The goal isn't dismissal. It's precision. Use them hard. Just never forget what they are.

The Drunk Intern Mental Model

Here's the framing that works: treat every LLM output like code written by a brilliant, drunk intern at 2am.

The intern is brilliant: they have access to more information than you and can synthesize patterns you'd never see. They're also drunk, judgment impaired, confident in mistakes, unaware when they're wrong. And it's 2am, so nobody's checking their work unless you do.

What do you do with drunk intern code? You review it. Every function gets tested. Every claim gets verified. Edge cases get special attention. When it breaks production, your name is on the commit.

You wouldn't let a drunk intern deploy without review. Apply the same standard to LLM output. The intern is useful. Enormously useful. They just can't be trusted. Neither can the model.

The Bottom Line

The real danger isn't that LLMs are dumb. It's that they have no intent. They'll confidently lie to please you because confident, agreeable text is what the training data rewarded. They're not malicious. Not confused. They're amoral pattern engines doing exactly what they were trained to do.

This framing isn't dismissive; it's diagnostic. Knowing LLMs lack intent predicts where they'll fail: when accuracy matters more than plausibility, when you need truth rather than consensus. Knowing they're pattern engines predicts where they'll excel: format completion, style transformation, draft generation, code patterns.
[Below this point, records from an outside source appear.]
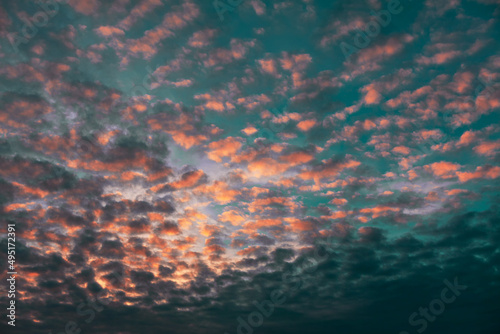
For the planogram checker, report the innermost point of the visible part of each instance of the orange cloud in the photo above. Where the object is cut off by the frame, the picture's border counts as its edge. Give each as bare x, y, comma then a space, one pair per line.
487, 148
480, 172
266, 167
306, 125
443, 169
223, 148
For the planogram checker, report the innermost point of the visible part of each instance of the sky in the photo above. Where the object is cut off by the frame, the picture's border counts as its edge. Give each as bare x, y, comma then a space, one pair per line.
251, 166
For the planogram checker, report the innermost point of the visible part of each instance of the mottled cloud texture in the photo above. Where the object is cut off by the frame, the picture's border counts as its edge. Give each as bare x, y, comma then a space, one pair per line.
165, 168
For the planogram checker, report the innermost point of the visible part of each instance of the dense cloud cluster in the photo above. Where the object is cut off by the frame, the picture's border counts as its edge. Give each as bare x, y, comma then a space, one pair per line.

I use Claude every day. It makes me faster. But I never trust it. I verify it. Every output. Every time. Not because the tool is bad, but because it has no idea when it's wrong. The drunk intern doesn't know. Neither does the model.

"The real danger isn't that LLMs are dumb. It's that they have no intent. They'll confidently lie to please you because confident, agreeable text is what the training data rewarded."